Les deux enquêteurs du dimanche étaient toujours assis à leur table au Pedro & Peña, extrêmement tendus : ils avaient laissé Faï, la jeune asiatique, partir après s’être moqué d’elle et la seule information qu’ils avaient réussi à en tirer était le fait que c’était Julien, un de leurs amis proches, qui était venu le chercher le soir précédent. Une fois qu’ils eurent appelé le camarade en question, ce ne fut que des lamentations et des appels à l’aide qu’ils reçurent en réponse.

Alors que Clément tentait tant bien que mal à se rapprocher le plus possible pour entendre la conversation, Raph demanda le plus calmement possible :

« Que je te sorte d’où, Julien ? Respire un bon coup et essaye de reprendre ton calme.

- Que je reprenne mon calme ?! S’exclama-t-il avec une pointe de fureur. Elle va revenir et je vais l’avoir dans le cul ! »

La main de l’étudiant se crispait sur le téléphone.

« Qui va revenir ? Où es-tu, bordel ? Demandait-il encore avec plus de conviction.

- Je suis chez moi, répondit-il en sanglotant. Et je suis attaché, je ne peux pas bouger le bras droit. Elle va revenir dans quelques dizaines de minutes. Elle a dit qu’elle reviendrait vite avec de quoi me faire crier… Oh mon dieu… Elle est complètement folle !

- Écoute, ne raccroche pas, nous arrivons avec Clément, dit-il en lui faisant signe de se lever. Tant que tu peux rester en ligne, reste. »
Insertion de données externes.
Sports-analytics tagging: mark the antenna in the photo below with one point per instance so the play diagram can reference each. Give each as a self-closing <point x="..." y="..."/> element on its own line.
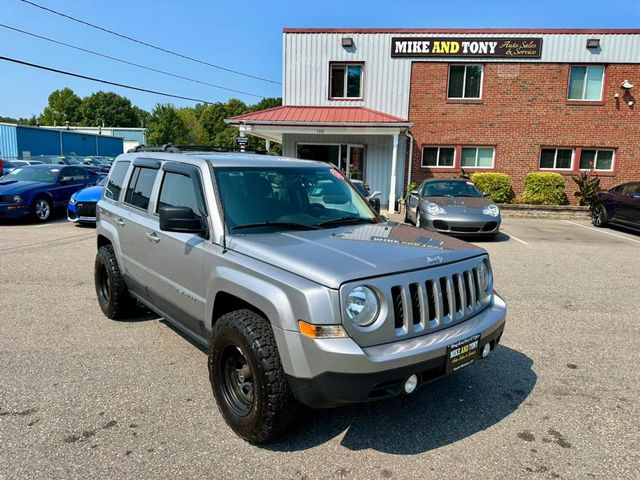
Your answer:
<point x="224" y="223"/>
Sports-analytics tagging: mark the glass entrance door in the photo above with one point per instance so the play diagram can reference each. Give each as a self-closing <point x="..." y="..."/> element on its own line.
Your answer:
<point x="349" y="158"/>
<point x="355" y="162"/>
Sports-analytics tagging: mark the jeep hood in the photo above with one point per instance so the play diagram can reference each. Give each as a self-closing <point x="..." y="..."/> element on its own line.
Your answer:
<point x="334" y="256"/>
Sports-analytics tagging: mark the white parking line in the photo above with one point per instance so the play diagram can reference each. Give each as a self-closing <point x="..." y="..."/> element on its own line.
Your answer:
<point x="599" y="230"/>
<point x="517" y="239"/>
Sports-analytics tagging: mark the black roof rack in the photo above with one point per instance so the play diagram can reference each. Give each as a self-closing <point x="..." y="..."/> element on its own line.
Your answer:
<point x="171" y="148"/>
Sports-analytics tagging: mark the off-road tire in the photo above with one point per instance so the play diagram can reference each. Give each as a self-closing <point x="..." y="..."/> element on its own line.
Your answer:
<point x="113" y="296"/>
<point x="273" y="407"/>
<point x="599" y="217"/>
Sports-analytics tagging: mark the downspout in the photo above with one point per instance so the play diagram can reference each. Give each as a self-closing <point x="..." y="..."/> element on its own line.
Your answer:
<point x="411" y="140"/>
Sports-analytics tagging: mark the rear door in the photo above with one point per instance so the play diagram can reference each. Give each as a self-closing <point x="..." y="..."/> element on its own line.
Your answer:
<point x="178" y="259"/>
<point x="630" y="204"/>
<point x="71" y="180"/>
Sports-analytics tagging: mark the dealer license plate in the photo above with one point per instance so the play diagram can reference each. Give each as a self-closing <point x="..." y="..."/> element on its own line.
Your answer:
<point x="462" y="353"/>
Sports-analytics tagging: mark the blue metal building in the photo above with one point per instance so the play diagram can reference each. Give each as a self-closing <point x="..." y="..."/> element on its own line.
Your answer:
<point x="20" y="141"/>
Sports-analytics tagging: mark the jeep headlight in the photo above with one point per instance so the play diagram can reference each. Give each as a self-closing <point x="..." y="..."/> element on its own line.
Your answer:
<point x="492" y="210"/>
<point x="362" y="306"/>
<point x="435" y="209"/>
<point x="485" y="278"/>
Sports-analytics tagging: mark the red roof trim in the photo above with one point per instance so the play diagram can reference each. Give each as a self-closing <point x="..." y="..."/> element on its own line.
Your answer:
<point x="288" y="114"/>
<point x="630" y="31"/>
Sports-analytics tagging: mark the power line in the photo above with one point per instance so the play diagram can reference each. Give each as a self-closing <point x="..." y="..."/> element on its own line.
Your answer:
<point x="146" y="44"/>
<point x="92" y="52"/>
<point x="99" y="80"/>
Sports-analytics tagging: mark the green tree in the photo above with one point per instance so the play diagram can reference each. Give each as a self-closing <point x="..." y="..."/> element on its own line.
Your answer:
<point x="142" y="117"/>
<point x="265" y="103"/>
<point x="195" y="133"/>
<point x="63" y="106"/>
<point x="166" y="126"/>
<point x="108" y="109"/>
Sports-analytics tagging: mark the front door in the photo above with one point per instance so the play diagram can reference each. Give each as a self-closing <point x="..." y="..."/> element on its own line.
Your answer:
<point x="349" y="158"/>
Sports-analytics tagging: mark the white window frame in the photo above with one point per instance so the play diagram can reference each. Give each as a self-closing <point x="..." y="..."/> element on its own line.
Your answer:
<point x="584" y="86"/>
<point x="464" y="80"/>
<point x="493" y="157"/>
<point x="437" y="165"/>
<point x="595" y="160"/>
<point x="555" y="159"/>
<point x="344" y="88"/>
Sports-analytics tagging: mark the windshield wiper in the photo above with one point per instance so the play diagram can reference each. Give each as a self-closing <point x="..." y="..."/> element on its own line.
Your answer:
<point x="292" y="225"/>
<point x="348" y="219"/>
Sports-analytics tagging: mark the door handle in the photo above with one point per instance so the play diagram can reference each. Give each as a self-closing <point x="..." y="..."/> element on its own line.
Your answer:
<point x="153" y="237"/>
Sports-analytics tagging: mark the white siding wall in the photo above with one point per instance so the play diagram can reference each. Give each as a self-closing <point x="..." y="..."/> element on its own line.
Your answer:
<point x="379" y="150"/>
<point x="306" y="60"/>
Il n’entendit pour réponse que des reniflements. Ils prirent leurs manteaux posés sur les banquettes, les enfilèrent, puis sortirent en toute hâte, oubliant même de saluer Pedro derrière son comptoir. Il était inutile de prendre le métro, courir prendrait moins de temps que d’attendre sur le quai. Alors qu’ils traversaient les rues en bousculant quelques personnes, Raph continuait de poser des questions pour calmer l’homme retenu contre son gré :

« Pourquoi tu n’as pas tenté de nous appeler avant ? Nous aurions pu venir t’aider plus tôt.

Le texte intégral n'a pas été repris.